Resistance

 

Procrastination is an occupational hazard of writers. Stephen Pressfield, in his book The War Of Art, explores the subject in a comprehensive and highly readable way, so rather than cover the same territory here, I’ll just offer some brief thoughts. Procrastination, or resistance, is a practise engaged in by those involved in creative endeavors. “Writer's block” is another term used. They all refer to an artist's inability to overcome his or her insecurities, and his or her fear of how the work will be received. Is my work good enough? Am I good enough? The artist is paid, or not paid, as the case may be, to overcome those fears and work. Put it out there. Let it make its own way in life. Let, the consequences be what they may.

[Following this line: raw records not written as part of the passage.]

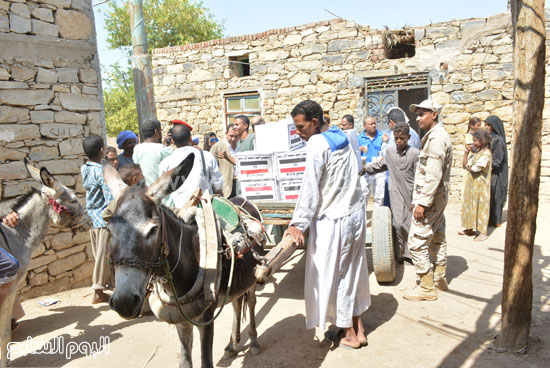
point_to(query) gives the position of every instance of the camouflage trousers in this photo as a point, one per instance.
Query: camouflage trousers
(427, 240)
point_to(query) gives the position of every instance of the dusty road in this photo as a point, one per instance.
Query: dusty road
(453, 331)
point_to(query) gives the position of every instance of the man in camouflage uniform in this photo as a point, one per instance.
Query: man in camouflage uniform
(430, 195)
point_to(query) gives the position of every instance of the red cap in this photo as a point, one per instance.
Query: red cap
(181, 122)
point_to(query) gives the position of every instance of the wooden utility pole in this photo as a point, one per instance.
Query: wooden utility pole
(529, 73)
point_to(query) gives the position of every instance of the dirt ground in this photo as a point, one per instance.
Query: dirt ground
(453, 331)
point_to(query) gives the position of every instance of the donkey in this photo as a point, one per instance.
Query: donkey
(53, 204)
(138, 227)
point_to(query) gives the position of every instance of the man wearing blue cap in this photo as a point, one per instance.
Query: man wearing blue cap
(126, 141)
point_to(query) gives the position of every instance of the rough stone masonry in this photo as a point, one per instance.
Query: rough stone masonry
(50, 99)
(468, 62)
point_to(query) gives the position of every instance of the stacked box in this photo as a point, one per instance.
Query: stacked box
(289, 189)
(290, 165)
(260, 189)
(254, 166)
(281, 136)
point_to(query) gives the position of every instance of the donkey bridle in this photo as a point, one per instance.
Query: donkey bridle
(155, 266)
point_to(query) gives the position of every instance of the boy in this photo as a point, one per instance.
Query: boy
(400, 161)
(98, 196)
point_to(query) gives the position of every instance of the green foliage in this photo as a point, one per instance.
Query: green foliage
(120, 101)
(167, 23)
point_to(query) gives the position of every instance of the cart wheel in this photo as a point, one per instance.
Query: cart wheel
(382, 245)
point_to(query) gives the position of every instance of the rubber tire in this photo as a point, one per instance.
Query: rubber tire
(382, 245)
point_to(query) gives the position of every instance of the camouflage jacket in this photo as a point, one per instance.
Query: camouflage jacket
(433, 172)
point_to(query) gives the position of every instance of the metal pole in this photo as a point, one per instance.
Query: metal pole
(141, 65)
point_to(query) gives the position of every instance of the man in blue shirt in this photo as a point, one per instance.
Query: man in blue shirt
(370, 144)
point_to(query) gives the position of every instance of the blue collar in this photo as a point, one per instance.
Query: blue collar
(336, 138)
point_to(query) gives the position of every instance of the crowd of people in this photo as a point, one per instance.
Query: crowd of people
(409, 173)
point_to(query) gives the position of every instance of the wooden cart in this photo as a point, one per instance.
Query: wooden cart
(277, 215)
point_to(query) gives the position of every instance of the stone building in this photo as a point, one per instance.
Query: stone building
(465, 65)
(50, 99)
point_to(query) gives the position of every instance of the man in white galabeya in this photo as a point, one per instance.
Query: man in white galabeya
(331, 205)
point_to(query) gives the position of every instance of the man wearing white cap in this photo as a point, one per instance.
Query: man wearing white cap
(430, 195)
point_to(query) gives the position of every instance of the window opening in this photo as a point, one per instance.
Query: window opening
(240, 66)
(248, 104)
(399, 44)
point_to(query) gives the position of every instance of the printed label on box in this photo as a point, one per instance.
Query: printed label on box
(259, 189)
(291, 165)
(254, 166)
(290, 189)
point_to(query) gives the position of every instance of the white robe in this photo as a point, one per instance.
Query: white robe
(331, 205)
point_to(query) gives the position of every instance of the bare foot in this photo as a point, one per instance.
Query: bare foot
(100, 297)
(481, 237)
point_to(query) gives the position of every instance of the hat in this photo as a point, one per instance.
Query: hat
(124, 136)
(426, 104)
(181, 122)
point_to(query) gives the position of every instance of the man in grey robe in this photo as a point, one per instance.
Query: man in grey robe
(400, 161)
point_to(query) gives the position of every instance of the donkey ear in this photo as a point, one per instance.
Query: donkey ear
(46, 178)
(35, 173)
(171, 180)
(112, 179)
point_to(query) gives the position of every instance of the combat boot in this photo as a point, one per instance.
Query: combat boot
(440, 281)
(426, 290)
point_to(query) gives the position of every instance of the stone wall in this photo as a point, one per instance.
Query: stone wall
(50, 99)
(469, 63)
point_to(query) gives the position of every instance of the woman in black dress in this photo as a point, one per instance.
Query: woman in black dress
(499, 173)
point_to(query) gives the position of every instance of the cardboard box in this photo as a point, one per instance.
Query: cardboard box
(254, 166)
(260, 189)
(281, 136)
(290, 165)
(289, 189)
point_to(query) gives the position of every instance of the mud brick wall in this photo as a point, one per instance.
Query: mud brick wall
(469, 63)
(50, 99)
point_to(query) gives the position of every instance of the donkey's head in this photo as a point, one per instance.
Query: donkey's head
(65, 210)
(136, 229)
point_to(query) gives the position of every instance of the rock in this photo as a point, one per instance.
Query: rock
(9, 154)
(88, 75)
(71, 250)
(65, 239)
(461, 97)
(67, 75)
(42, 153)
(65, 166)
(489, 94)
(41, 261)
(71, 147)
(25, 97)
(69, 117)
(474, 87)
(60, 130)
(13, 132)
(66, 264)
(46, 76)
(19, 24)
(38, 279)
(44, 116)
(292, 39)
(9, 114)
(4, 23)
(44, 14)
(84, 271)
(44, 28)
(78, 102)
(339, 45)
(73, 25)
(22, 73)
(20, 9)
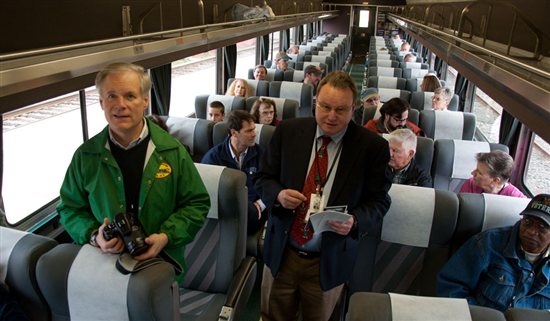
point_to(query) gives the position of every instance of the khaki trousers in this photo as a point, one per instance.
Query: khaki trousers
(297, 291)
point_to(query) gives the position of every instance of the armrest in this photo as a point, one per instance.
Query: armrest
(240, 289)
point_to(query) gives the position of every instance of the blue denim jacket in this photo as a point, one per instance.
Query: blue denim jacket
(488, 271)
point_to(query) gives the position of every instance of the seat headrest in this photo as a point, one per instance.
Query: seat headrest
(406, 224)
(464, 160)
(211, 175)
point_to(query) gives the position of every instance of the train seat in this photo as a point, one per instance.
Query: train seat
(368, 306)
(384, 71)
(422, 100)
(272, 74)
(294, 75)
(194, 133)
(414, 244)
(229, 102)
(259, 87)
(518, 314)
(19, 253)
(387, 82)
(219, 279)
(82, 283)
(286, 108)
(454, 161)
(383, 63)
(479, 212)
(297, 91)
(374, 113)
(409, 73)
(448, 124)
(413, 65)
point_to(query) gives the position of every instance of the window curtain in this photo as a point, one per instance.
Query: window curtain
(161, 78)
(230, 63)
(461, 86)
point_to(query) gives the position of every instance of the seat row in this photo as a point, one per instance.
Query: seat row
(72, 282)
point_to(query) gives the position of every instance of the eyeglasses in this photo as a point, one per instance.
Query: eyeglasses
(540, 227)
(338, 110)
(399, 120)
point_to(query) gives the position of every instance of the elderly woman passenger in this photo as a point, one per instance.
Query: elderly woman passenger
(239, 87)
(264, 112)
(491, 175)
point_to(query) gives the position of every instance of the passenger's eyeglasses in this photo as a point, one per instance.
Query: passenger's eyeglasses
(338, 110)
(541, 228)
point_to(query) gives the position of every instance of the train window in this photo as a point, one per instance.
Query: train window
(364, 18)
(192, 76)
(488, 113)
(246, 56)
(39, 142)
(537, 176)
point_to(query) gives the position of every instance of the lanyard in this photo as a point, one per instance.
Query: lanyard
(318, 181)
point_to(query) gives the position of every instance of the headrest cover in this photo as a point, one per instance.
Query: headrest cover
(465, 157)
(211, 175)
(421, 308)
(406, 224)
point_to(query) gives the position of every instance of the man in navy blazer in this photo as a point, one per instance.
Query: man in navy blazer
(309, 277)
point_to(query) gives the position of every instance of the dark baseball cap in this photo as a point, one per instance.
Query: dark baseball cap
(539, 207)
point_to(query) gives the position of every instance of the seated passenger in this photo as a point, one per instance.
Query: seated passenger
(264, 112)
(260, 72)
(430, 83)
(491, 175)
(239, 151)
(409, 58)
(239, 87)
(369, 98)
(504, 267)
(216, 111)
(294, 50)
(394, 115)
(402, 162)
(441, 98)
(281, 61)
(312, 76)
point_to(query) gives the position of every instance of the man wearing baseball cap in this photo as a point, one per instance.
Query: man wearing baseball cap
(504, 267)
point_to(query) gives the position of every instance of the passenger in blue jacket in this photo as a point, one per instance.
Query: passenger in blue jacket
(504, 267)
(240, 151)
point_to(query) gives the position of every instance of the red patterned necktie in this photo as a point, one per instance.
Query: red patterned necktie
(302, 232)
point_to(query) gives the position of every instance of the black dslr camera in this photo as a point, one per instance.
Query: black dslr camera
(124, 225)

A contributing factor to resistance is the lure of social media and other online distractions that are, generally speaking, more fun than pouring one’s heart and soul into work that may be ultimately rejected, either by the creator out of fear, or by an intermediary such as a book publisher or art dealer. In fact, resistance in one form or another has existed as long as there have been artists. There is always something to do that is more fun, and safer, than risking failure.

I have spent my days stringing and unstringing my instrument while the song I came to sing remains unsung.
     -
Rabindranath Tagore (1861-1941).

A couple of thoughts. First, virtually everyone engaged in creative work experiences resistance to some degree. Those at the minimal end of the bell-shaped resistance curve produce a lot of failed and mediocre work. Picasso, depending on whether or not you count quick sketches, lithographs and other prints, produced somewhere between 20,000 and 150,000 works of art in his life. He painted or sketched or sculpted almost every day of his teen and adult life, often working from 5pm until 4am. Much of it isn’t very good, but his best work changed art forever. In other words, don’t think that you are alone in experiencing resistance. You are not. Successful artists, musicians, novelists etc. develop ways to deal with it.

Resistance is mostly a problem in the first minutes of an artist’s workday. After an hour or so, most creative people find that they’ve got momentum and are deeply engrossed in the work. One technique is to adopt the habit of leaving the work each day on a high note, at a place where you know and look forward with anticipation to what will come next. Ernest Hemingway adopted this approach.

I always worked until I had something done and I always stopped when I knew what was going to happen next. That way I could be sure of going on the next day. . .
      —
Ernest Hemingway On Writing

Another of his practices was, when struggling, and needed to find somewhere to start, to write the truest sentence he knew.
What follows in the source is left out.